A few years later I did ask Dad outright, why? His response sticks with me and prompts this blog post.

“I gave her the best years of my life, I got nothing out of the relationship after she got ill and I would have got less for murdering someone, I was entitled to a life too.”

Looking at the promise he made to mum, was that right or fair? I can see at least two broken promises and the other was relieved to boast about that she was dead so death had parted them!

Now, we have a friend who is from another country. The man to be her future husband contacted her, was very open with her, gave her all the information of a degenerative condition he had and what it might mean for her but, despite that, she agreed to marry him anyway.

Less than 20 years later she was complaining that he expected too much, wanted her to wash him, sometimes feed him and look after their kids. She left a few times going back and now she has left for good and also washed her hands of her kids neither of which are yet adults but teens. She is proud to boast she called one of them a prostitute for what she was wearing and content that her daughters regularly took over with their dad including bathing when she opted out.

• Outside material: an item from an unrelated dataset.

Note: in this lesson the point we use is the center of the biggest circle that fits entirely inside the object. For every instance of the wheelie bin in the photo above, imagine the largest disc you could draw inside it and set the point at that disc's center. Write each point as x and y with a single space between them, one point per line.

Her parents she says, have turned against her saying she should have stayed and honoured her marriage and, of course, she disagrees, she’s ‘done enough’ which, to me, sounds all too family.

It worries me she has any influence in my own marriage. As my own condition gets worse I am terrified that those like her will persuade my own husband that I expect too much and that the marriage vows do not matter.

Now, to come clean. I used to be married to a lovely lady. I got married because in my life I had been convinced it was my only option. That living a life with respect to my own sexuality was not a choice I was ‘allowed’ to make. I had explained to my wife about my sexuality and I did try really very hard to ignore my dominant side of being gay, indeed, my only side. Eventually we did agree after around a decade to slowly, at our own pace, move away from our marriage. Live together but separate lives. Within 5 years it became apparent that this was not workable and we agreed to divorce. She knows that I remain there for just as I promised. Sadly, this was one of those occasions whereby marriage should not have been an option for us. Glad as I am that it was because of the experiences and the children but, this was not the honest life either of us should have lived and we remain good friends.

Why is it, I have to ask, that people are prepared to spend £10’s of thousands just to say those wedding vows *promises and yet, they mean so very little with them thinking that when the going gets tough, the promises don’t mean anything?